These days databases spanning across multiple clouds are quite common. They promise high availability and possibility to easily implement disaster recovery procedures. They are also a method to avoid vendor lock-in: if you design your database environment so it can operate across multiple cloud providers, most likely you are not tied to features and implementations specific to one particular provider. This makes it easier for you to add another infrastructure provider to your environment, be it another cloud or on-prem setup. Such flexibility is very important given there is fierce competition between cloud providers and migrating from one to another might be quite feasible if it would be backed by reducing expenses.
Spanning your infrastructure across multiple datacenters (from the same provider or not, it doesn’t really matter) brings serious issues to solve. How can one design the entire infrastructure in a way that the data will be safe? How to deal with challenges that you have to face while working in a multi-cloud environment? In this blog we will take a look at one, but arguably the most serious one – potential of a split-brain. What does it mean? Let’s dig a bit into what split-brain is.
What is “Split-Brain”?
Split-brain is a condition in which an environment that consists of multiple nodes suffers network partitioning and has been split into multiple segments that do not have contact with each other. The simplest case will look like this:
We have two nodes, A and B, connected over a network using bi-directional asynchronous replication. Then the network connection is cut between those nodes. As a result, both nodes cannot connect to each other and any changes executed on node A can’t be transmitted to node B and vice versa. Both nodes, A and B, are up and accepting connections, they just cannot exchange data. This may lead to serious issues as the application may make changes on both nodes expecting to see the full state of the database while, in fact, it operates only on a partially known data state. As a result, incorrect actions may be taken by the application, incorrect results may be presented to the user and so on. We think it’s clear that split-brain is potentially a very dangerous condition and one of the priorities would be to deal with it to some extent. What can be done about it?
How to Avoid Split-Brain
In short, it depends. The main issue to deal with is the fact that nodes are up and running but do not have connectivity between them therefore they are unaware of the state of the other node. In general, MySQL asynchronous replication does not have any sort of mechanism that would internally solve the problem of the split-brain. You can try to implement some solutions that help you to avoid split-brain but they come with limitations or they still do not fully solve the problem.
When we venture away from the asynchronous replication, things are looking differently. MySQL Group Replication and MySQL Galera Cluster are technologies that benefit from build-it cluster awareness. Both those solutions maintain the communication across nodes and ensure that the cluster is aware of the state of the nodes. They implement a quorum mechanism that governs if clusters can be operational or not.
Let’s discuss those two solutions (asynchronous replication and quorum-based clusters) in more detail.
We are not going into discussing the implementation differences between MySQL Galera Cluster and MySQL Group Replication, we will focus on the basic idea behind the quorum-based approach and how it is designed to solve the problem of the split-brain in your cluster.
The bottom line is that: cluster, to operate, requires the majority of its nodes to be available.
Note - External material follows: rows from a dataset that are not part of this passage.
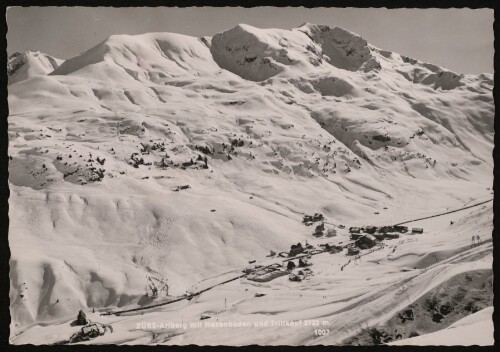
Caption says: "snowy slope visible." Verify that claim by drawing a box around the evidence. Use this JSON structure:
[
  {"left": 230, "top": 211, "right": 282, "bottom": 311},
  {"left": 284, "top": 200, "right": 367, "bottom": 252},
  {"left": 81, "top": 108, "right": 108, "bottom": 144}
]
[
  {"left": 10, "top": 203, "right": 493, "bottom": 345},
  {"left": 7, "top": 23, "right": 493, "bottom": 344},
  {"left": 8, "top": 51, "right": 64, "bottom": 85}
]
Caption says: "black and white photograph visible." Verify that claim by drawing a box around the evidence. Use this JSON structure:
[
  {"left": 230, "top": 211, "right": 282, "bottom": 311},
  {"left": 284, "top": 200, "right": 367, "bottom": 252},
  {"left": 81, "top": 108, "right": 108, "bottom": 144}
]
[{"left": 5, "top": 5, "right": 495, "bottom": 345}]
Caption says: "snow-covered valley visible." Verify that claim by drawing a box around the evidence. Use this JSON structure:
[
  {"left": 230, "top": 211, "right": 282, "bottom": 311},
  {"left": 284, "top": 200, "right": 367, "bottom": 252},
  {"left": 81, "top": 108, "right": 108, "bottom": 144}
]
[{"left": 7, "top": 23, "right": 493, "bottom": 345}]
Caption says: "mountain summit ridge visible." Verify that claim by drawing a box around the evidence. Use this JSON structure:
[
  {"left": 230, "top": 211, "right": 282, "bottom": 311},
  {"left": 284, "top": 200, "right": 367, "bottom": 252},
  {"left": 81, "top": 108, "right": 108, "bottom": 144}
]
[
  {"left": 7, "top": 50, "right": 64, "bottom": 85},
  {"left": 10, "top": 23, "right": 488, "bottom": 85}
]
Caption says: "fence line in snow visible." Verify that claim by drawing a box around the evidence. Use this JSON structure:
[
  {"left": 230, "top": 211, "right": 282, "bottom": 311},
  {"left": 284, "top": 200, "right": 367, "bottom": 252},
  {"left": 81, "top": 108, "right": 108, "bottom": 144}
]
[{"left": 394, "top": 199, "right": 492, "bottom": 226}]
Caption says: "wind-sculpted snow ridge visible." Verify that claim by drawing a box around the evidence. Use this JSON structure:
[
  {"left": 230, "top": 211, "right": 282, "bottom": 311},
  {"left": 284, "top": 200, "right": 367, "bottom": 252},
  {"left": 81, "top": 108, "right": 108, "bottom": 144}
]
[
  {"left": 296, "top": 23, "right": 378, "bottom": 72},
  {"left": 7, "top": 23, "right": 493, "bottom": 343},
  {"left": 8, "top": 51, "right": 64, "bottom": 85},
  {"left": 210, "top": 23, "right": 380, "bottom": 81}
]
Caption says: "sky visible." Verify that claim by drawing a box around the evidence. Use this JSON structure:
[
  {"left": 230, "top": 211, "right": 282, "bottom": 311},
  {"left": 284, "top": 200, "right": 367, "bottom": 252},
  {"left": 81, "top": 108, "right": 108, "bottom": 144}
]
[{"left": 6, "top": 7, "right": 494, "bottom": 74}]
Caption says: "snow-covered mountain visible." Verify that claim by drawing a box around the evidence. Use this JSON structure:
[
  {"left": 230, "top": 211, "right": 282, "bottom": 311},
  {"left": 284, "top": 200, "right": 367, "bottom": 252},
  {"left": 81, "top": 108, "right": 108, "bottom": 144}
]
[
  {"left": 7, "top": 50, "right": 64, "bottom": 85},
  {"left": 8, "top": 24, "right": 493, "bottom": 345}
]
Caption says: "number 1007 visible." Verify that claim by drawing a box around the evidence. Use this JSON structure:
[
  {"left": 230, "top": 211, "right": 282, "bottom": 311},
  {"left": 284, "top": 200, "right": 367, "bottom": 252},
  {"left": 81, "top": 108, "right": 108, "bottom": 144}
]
[{"left": 314, "top": 329, "right": 330, "bottom": 336}]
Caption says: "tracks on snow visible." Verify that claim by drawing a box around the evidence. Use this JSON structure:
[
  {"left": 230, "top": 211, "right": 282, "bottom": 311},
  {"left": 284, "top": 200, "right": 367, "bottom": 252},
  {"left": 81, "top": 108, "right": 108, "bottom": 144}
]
[{"left": 394, "top": 199, "right": 492, "bottom": 225}]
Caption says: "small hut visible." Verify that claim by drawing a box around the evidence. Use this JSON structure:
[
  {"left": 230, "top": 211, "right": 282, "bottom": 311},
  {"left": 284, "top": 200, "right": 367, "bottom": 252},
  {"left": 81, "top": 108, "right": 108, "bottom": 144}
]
[{"left": 326, "top": 228, "right": 337, "bottom": 237}]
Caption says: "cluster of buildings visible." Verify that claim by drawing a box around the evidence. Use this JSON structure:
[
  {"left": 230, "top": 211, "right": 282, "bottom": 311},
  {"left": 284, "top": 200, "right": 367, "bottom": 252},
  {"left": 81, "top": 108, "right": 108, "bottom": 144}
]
[
  {"left": 347, "top": 225, "right": 424, "bottom": 253},
  {"left": 245, "top": 254, "right": 313, "bottom": 283},
  {"left": 243, "top": 223, "right": 425, "bottom": 284}
]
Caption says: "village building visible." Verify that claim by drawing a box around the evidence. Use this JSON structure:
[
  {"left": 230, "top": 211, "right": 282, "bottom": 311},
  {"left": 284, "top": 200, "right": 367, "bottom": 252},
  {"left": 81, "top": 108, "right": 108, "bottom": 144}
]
[
  {"left": 288, "top": 243, "right": 304, "bottom": 257},
  {"left": 350, "top": 233, "right": 364, "bottom": 240},
  {"left": 355, "top": 234, "right": 377, "bottom": 249},
  {"left": 69, "top": 323, "right": 108, "bottom": 343},
  {"left": 313, "top": 223, "right": 325, "bottom": 237},
  {"left": 267, "top": 250, "right": 276, "bottom": 257},
  {"left": 248, "top": 270, "right": 288, "bottom": 282},
  {"left": 319, "top": 242, "right": 343, "bottom": 253},
  {"left": 411, "top": 227, "right": 424, "bottom": 234},
  {"left": 347, "top": 245, "right": 360, "bottom": 256},
  {"left": 319, "top": 242, "right": 332, "bottom": 250},
  {"left": 349, "top": 227, "right": 361, "bottom": 234},
  {"left": 81, "top": 324, "right": 102, "bottom": 337},
  {"left": 76, "top": 310, "right": 87, "bottom": 326},
  {"left": 394, "top": 225, "right": 409, "bottom": 233},
  {"left": 329, "top": 245, "right": 343, "bottom": 254},
  {"left": 326, "top": 228, "right": 337, "bottom": 237},
  {"left": 378, "top": 225, "right": 395, "bottom": 233},
  {"left": 373, "top": 233, "right": 385, "bottom": 241},
  {"left": 298, "top": 258, "right": 310, "bottom": 267},
  {"left": 365, "top": 225, "right": 377, "bottom": 234}
]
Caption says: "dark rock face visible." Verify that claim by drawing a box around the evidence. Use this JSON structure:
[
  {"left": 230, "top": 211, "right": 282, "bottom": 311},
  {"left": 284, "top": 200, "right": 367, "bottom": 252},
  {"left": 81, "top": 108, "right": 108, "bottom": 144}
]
[{"left": 343, "top": 270, "right": 493, "bottom": 345}]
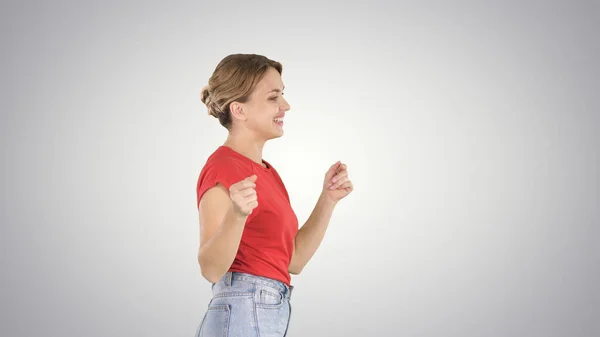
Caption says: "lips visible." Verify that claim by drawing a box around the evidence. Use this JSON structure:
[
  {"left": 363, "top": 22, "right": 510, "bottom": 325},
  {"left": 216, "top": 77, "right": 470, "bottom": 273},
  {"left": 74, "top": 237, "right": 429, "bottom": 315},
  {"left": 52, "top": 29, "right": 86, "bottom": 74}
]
[{"left": 274, "top": 112, "right": 284, "bottom": 125}]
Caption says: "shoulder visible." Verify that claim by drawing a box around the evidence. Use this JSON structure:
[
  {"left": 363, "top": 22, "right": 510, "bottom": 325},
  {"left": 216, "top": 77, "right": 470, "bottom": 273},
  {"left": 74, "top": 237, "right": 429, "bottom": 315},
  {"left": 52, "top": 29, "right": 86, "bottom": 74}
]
[
  {"left": 202, "top": 148, "right": 253, "bottom": 177},
  {"left": 196, "top": 147, "right": 254, "bottom": 206}
]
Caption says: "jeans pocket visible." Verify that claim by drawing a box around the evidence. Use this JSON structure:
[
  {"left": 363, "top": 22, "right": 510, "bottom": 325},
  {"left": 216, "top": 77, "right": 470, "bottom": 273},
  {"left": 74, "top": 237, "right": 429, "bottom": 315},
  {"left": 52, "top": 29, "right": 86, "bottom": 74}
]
[
  {"left": 255, "top": 299, "right": 290, "bottom": 337},
  {"left": 256, "top": 287, "right": 285, "bottom": 309},
  {"left": 260, "top": 289, "right": 283, "bottom": 306},
  {"left": 198, "top": 304, "right": 231, "bottom": 337}
]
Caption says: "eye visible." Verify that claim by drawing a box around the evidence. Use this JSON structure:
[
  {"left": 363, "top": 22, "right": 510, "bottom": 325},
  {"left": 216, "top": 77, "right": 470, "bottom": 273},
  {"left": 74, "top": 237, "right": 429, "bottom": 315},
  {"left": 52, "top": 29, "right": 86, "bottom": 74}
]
[{"left": 269, "top": 92, "right": 283, "bottom": 101}]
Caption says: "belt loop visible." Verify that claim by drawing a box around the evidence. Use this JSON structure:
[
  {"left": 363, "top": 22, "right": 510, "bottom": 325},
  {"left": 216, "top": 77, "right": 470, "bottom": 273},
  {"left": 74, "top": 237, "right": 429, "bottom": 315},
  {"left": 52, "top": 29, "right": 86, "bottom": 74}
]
[{"left": 225, "top": 272, "right": 232, "bottom": 286}]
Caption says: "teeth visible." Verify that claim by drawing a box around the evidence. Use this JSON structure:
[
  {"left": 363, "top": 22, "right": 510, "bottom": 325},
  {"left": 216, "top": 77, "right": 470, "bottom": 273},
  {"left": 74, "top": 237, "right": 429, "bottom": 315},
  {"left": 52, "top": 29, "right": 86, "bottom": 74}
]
[{"left": 274, "top": 118, "right": 283, "bottom": 122}]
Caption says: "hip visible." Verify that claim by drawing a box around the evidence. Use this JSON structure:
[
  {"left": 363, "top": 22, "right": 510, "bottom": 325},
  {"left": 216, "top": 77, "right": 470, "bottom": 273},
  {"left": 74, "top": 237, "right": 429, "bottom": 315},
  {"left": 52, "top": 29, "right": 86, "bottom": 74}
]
[{"left": 195, "top": 272, "right": 294, "bottom": 337}]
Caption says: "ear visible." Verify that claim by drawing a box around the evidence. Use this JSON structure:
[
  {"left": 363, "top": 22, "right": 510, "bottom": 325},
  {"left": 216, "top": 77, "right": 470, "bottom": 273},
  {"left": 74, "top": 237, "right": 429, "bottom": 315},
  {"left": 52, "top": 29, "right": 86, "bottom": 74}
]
[{"left": 229, "top": 101, "right": 247, "bottom": 122}]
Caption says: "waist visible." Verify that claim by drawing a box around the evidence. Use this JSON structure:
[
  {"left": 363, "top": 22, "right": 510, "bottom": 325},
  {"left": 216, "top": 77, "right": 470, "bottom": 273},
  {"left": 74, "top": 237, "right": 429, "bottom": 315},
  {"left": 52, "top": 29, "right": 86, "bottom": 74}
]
[
  {"left": 229, "top": 248, "right": 293, "bottom": 285},
  {"left": 212, "top": 271, "right": 294, "bottom": 300}
]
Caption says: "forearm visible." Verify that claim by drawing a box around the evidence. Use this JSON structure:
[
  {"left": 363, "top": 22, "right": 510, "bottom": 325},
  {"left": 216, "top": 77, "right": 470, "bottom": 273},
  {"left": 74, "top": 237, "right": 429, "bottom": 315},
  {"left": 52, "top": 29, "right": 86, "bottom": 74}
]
[
  {"left": 198, "top": 210, "right": 247, "bottom": 282},
  {"left": 290, "top": 193, "right": 337, "bottom": 273}
]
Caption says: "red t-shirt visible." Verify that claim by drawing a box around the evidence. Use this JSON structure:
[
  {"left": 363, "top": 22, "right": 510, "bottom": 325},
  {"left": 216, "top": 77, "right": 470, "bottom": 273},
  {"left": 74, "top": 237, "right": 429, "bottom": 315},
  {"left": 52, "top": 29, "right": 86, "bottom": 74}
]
[{"left": 196, "top": 146, "right": 299, "bottom": 285}]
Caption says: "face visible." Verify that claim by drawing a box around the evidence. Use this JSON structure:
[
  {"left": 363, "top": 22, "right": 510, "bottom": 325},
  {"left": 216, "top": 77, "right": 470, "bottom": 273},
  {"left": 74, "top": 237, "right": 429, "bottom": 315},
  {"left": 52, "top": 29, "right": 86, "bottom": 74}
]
[{"left": 233, "top": 67, "right": 291, "bottom": 140}]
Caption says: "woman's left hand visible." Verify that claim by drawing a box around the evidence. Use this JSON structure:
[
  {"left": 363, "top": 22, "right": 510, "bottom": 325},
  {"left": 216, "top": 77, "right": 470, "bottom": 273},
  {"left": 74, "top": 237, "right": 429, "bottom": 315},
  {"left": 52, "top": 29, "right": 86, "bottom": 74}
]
[{"left": 322, "top": 161, "right": 354, "bottom": 203}]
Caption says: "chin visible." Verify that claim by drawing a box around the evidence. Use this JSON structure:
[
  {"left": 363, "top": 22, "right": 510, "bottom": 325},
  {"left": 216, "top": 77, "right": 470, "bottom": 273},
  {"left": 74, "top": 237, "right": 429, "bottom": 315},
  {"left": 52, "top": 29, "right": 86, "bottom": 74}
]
[
  {"left": 260, "top": 122, "right": 284, "bottom": 141},
  {"left": 266, "top": 126, "right": 284, "bottom": 140},
  {"left": 266, "top": 131, "right": 284, "bottom": 140}
]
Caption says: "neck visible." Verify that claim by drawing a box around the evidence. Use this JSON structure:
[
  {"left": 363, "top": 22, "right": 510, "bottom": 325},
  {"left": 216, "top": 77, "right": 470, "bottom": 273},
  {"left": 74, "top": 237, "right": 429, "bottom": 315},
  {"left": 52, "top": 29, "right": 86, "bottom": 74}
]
[{"left": 223, "top": 130, "right": 266, "bottom": 166}]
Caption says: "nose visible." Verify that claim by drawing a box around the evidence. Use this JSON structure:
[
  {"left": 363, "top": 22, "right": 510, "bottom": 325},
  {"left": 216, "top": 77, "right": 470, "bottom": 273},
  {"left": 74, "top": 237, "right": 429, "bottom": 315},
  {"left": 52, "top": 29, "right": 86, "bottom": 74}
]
[{"left": 281, "top": 96, "right": 291, "bottom": 111}]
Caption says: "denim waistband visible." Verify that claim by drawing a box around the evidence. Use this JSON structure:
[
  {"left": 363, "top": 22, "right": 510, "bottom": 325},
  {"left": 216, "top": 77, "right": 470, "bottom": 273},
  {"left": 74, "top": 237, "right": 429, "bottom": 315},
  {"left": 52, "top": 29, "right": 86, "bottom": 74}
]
[{"left": 216, "top": 272, "right": 293, "bottom": 300}]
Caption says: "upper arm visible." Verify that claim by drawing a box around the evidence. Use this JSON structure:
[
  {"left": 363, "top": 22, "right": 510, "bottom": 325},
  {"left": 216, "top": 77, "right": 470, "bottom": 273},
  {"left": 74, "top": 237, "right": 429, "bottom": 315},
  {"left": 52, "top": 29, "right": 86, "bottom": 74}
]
[
  {"left": 198, "top": 184, "right": 232, "bottom": 249},
  {"left": 288, "top": 236, "right": 301, "bottom": 274},
  {"left": 196, "top": 157, "right": 250, "bottom": 251}
]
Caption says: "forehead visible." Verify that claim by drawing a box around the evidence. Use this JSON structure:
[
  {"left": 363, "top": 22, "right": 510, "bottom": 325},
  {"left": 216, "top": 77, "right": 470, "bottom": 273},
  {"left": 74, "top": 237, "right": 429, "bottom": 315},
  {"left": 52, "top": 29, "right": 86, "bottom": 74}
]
[{"left": 254, "top": 67, "right": 284, "bottom": 94}]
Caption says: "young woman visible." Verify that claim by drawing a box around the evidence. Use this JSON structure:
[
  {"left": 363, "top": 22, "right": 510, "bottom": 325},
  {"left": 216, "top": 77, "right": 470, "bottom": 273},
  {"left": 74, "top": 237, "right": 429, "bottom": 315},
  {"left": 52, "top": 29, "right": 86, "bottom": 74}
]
[{"left": 194, "top": 54, "right": 353, "bottom": 337}]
With this requirement we can be sure that the minority can never really affect the rest of the cluster because the minority should not be able to perform any actions. This also means that, in order to be able to handle a failure of one node, a cluster should have at least three nodes. If you have two nodes only:
When there is a network split, you end up with two parts of the cluster, each consisting of exactly 50% of the total nodes in the cluster. Neither of these parts has a majority. If you have three nodes, though, things are different:
Nodes B and C have the majority: that part consists of two nodes out of three thus it can continue to operate. On the other hand, node A represents only the 33% of the nodes in the cluster thus it does not have a majority and it will cease to handle traffic to avoid the split brain.
With such implementation, split-brain is very unlikely to happen (it would have to be introduced through some weird and unexpected network states, race conditions or plainly bugs in the clustering code. While not impossible to encounter such conditions, using one of the solutions that are quorum-based is the best option to avoid the split-brain that exists at this moment.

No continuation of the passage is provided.